Kikuchicamptus incurvisetosus

Scientific classification
- Kingdom: Animalia
- Phylum: Arthropoda
- Class: Copepoda
- Order: Harpacticoida
- Family: Canthocamptidae
- Genus: Kikuchicamptus
- Species: K. incurvisetosus
- Binomial name: Kikuchicamptus incurvisetosus Chang & Ishida, 2001
- Synonyms: Canthocamptus incurvisetosus

= Kikuchicamptus incurvisetosus =

- Authority: Chang & Ishida, 2001
- Synonyms: Canthocamptus incurvisetosus

Species of crustacean

Kikuchicamptus incurvisetosus is a species of freshwater copepod in the family Canthocamptidae. It is endemic to Korea.
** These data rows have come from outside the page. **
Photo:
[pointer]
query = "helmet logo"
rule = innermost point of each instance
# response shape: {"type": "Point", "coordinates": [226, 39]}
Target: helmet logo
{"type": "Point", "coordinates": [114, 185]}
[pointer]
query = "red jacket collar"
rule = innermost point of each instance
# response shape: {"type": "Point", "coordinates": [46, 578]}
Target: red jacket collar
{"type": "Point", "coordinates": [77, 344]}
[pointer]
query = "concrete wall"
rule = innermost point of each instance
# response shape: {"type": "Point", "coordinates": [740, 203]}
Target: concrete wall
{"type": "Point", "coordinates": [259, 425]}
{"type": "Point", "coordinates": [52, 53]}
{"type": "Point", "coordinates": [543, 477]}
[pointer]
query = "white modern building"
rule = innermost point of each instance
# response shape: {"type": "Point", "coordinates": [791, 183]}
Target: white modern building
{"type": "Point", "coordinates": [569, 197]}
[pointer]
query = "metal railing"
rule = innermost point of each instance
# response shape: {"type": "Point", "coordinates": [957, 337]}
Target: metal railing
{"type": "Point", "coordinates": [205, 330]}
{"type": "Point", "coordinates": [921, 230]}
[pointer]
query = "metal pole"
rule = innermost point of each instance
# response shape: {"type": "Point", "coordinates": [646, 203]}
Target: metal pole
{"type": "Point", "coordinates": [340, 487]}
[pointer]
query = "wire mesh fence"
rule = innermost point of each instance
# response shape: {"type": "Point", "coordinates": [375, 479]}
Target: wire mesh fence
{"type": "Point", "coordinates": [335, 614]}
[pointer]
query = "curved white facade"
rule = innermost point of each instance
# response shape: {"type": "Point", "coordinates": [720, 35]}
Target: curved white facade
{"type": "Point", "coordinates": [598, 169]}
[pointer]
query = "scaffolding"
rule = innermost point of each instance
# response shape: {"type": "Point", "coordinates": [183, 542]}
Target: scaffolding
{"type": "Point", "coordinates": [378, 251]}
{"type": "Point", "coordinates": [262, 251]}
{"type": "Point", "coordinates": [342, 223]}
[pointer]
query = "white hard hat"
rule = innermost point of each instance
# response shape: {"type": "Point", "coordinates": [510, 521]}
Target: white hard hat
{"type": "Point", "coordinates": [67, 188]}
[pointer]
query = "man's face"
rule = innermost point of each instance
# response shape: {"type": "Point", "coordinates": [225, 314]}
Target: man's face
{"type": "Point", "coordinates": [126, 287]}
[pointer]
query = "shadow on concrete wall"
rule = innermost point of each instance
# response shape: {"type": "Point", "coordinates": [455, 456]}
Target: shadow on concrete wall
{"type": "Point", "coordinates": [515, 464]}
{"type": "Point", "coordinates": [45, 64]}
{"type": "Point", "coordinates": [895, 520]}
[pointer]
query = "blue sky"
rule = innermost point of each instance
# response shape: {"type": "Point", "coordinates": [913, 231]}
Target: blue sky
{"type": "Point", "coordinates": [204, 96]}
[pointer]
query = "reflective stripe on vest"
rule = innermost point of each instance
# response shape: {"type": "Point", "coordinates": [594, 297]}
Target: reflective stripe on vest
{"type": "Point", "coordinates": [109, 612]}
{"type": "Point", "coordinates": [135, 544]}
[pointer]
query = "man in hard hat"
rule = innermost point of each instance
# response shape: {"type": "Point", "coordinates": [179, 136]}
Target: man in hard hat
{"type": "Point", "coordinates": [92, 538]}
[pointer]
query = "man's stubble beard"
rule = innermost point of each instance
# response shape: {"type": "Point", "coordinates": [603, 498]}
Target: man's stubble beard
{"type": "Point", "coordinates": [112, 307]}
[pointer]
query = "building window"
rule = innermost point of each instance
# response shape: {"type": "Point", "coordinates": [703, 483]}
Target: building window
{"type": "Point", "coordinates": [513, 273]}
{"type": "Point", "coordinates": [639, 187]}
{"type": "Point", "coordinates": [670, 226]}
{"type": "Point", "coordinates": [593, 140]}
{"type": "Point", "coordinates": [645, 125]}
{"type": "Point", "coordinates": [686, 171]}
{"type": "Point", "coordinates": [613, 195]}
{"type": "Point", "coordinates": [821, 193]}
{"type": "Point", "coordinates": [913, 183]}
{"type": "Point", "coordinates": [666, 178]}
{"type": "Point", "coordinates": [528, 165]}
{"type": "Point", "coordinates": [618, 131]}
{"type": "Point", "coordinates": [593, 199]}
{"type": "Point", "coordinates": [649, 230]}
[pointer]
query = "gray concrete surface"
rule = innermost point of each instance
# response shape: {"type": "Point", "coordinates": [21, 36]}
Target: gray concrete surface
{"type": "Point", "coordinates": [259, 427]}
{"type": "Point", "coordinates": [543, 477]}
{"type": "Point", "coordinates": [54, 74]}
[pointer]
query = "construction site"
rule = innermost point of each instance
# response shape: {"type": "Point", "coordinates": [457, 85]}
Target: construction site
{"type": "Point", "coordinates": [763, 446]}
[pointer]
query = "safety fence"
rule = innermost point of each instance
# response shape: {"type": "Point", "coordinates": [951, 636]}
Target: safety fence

It was first described by Chang Cheon Young and Teruo Ishida in 2001, but was transferred in 2022 to the new genus, Kikuchicamptus, by Alexander Alexeevich Novikov and Dayana Sharafutdinova on the basis of morphological differences.

== Description ==
This freshwater copepod lives in fallen leaves in streams and springs. The female is from 0.69 to 0.73 mm long and the male is slightly smaller. It is common in the mountain waters of Korea.

This species differs from similar species by its outer caudal setae of the caudal peduncle being twisted inward.

== Distribution ==
It is found in the central and southern regions of Korea, but not the Odaesan area nor on Jeju Island.